The multiple ranges, by company size
SaaS valuation multiples cluster by company size and buyer type. Small bootstrapped SaaS, roughly under $1M ARR, typically sells for 2.5x to 4x ARR, or more commonly 3x to 5x SDE (seller discretionary earnings). The buyers here are individuals, micro private equity firms, and small holdcos, and they price on profit because they need the business to pay for itself from day one.
Growth-stage companies, roughly $1M to $20M ARR with 40%+ annual growth, trade at 5x to 10x ARR. These buyers are strategic acquirers and growth equity funds pricing future revenue, not current profit. Public SaaS companies provide the ceiling context: the median public SaaS multiple has ranged from about 5x to 12x forward revenue over the past decade depending on interest rates, with elite growth and retention trading well above the median.
The mistake is anchoring on the wrong tier. A $400k ARR bootstrapped tool does not get the multiple of a venture-backed company, no matter what a headline said about a business that looks superficially similar.
- Under $1M ARR, bootstrapped: 2.5x to 4x ARR, or 3x to 5x SDE
- $1M to $20M ARR with 40%+ growth: 5x to 10x ARR
- Public SaaS median: roughly 5x to 12x forward revenue, rate dependent
- Flat or declining SaaS: 1x to 2x ARR, often less
SDE vs ARR multiples: the mix-up that costs founders
SDE stands for seller discretionary earnings: net profit plus the founder's salary and any personal expenses run through the business. It answers the buyer's real question, which is how much cash this business puts in their pocket each year. For SaaS under $1M ARR, most closed deals are priced as a multiple of SDE, not ARR.
Founders read that small SaaS sells for 3x to 4x and quietly assume that means ARR. It usually means SDE. A business doing $360k ARR with $250k SDE at 3.5x SDE is worth about $875k, which is 2.4x ARR. If you assumed 3.5x meant ARR, you expected $1.26M; the realistic number is about $875k. That is a $385k expectation gap from one misread word.
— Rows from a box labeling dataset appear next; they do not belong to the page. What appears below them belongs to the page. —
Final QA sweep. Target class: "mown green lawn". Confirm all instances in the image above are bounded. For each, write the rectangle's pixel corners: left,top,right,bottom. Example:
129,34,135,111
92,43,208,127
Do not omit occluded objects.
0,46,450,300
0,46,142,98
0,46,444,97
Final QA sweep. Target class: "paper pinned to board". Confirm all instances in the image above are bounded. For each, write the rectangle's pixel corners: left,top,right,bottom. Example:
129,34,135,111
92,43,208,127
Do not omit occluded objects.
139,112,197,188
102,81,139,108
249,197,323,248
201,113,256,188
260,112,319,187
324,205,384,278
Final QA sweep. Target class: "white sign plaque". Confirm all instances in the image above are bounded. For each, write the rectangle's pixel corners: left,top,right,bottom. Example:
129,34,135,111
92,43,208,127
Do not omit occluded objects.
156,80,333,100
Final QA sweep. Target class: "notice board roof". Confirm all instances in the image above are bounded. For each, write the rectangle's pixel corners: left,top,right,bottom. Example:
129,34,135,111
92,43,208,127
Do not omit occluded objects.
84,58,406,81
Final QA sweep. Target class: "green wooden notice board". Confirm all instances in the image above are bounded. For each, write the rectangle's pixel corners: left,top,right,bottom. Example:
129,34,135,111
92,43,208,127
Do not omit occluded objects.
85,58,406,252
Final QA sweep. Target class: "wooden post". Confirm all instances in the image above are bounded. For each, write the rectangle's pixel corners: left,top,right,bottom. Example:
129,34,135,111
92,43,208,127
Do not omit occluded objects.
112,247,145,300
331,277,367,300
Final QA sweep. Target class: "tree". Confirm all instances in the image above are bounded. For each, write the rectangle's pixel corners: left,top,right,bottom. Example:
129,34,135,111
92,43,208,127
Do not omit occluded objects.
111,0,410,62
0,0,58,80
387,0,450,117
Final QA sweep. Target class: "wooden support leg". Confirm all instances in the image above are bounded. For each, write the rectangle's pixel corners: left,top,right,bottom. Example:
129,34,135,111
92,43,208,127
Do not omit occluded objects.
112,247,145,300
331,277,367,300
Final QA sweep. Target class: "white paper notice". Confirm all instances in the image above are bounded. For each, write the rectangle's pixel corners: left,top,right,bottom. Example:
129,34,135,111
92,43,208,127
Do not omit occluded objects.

Both multiples describe the same deal from different angles. Quote SDE multiples when your margins are the story and ARR multiples when growth is the story. Buyers will run both and take the lower one seriously.
What moves the multiple
Within any range, six factors decide whether you land at the bottom or the top. None of them are secrets, and buyers check all six in the first week of diligence.
Growth and retention matter most. A SaaS growing 60% a year with 110% net revenue retention earns the top of its range; flat growth with 4% monthly churn earns the bottom or no offer at all. After that, buyers price risk: how much of the business walks out the door if the founder leaves, and how much revenue disappears if one customer does.
- Growth rate: 40%+ year over year pushes the multiple up; under 15% drags it down
- Net revenue retention: above 100% earns a premium; below 85% takes a discount
- Monthly revenue churn: under 2% is strong for SMB SaaS; over 5% scares buyers off
- Gross margin: 80%+ is standard; heavy services or infrastructure costs cut the multiple
- Founder dependency and customer concentration: a founder doing all sales and support, or any customer over 15% of revenue, both cost you
Worked example: valuing a $30k MRR bootstrapped SaaS
Take a concrete case: a solo-founder SaaS at $30k MRR, so $360k ARR. It grew 25% in the last year, monthly revenue churn is 2.5%, and gross margin is 85%. Operating costs are $110k a year across hosting, tools, and two part-time contractors, and the founder pays herself $50k. Net profit is $200k, so SDE is $250k after adding the salary back.
On profit: solid but unspectacular metrics put it around 3.5x SDE, so about $875k. On revenue: 25% growth and decent churn support roughly 2.5x ARR, about $900k. The two methods agree, which is what you want to see. A defensible asking range is $850k to $950k.
Now break it: if churn were 5% monthly and one customer were 30% of revenue, the same $360k ARR business drops to 2.5x to 3x SDE, roughly $600k to $750k. The metrics set the price, not the revenue line.
Where valuations actually clear
Marketplace data is the reality check. On Acquire.com and similar marketplaces, sub-$1M ARR SaaS listings routinely ask 4x to 6x ARR, while closed deals cluster around 2.5x to 3.5x ARR equivalents, and many listings never sell at all. The gap between asking and closing is the founder-hope premium, and buyers ignore it.
Deal structure moves the effective price too. A $900k headline with $500k cash at close and the rest as an earnout tied to retention targets is not a $900k deal; discount earnouts heavily when comparing offers. Expect 3 to 9 months from listing to close, expect diligence to reprice anything your metrics cannot back up, and if you want the top of your range, sell while growth is accelerating, not after it stalls.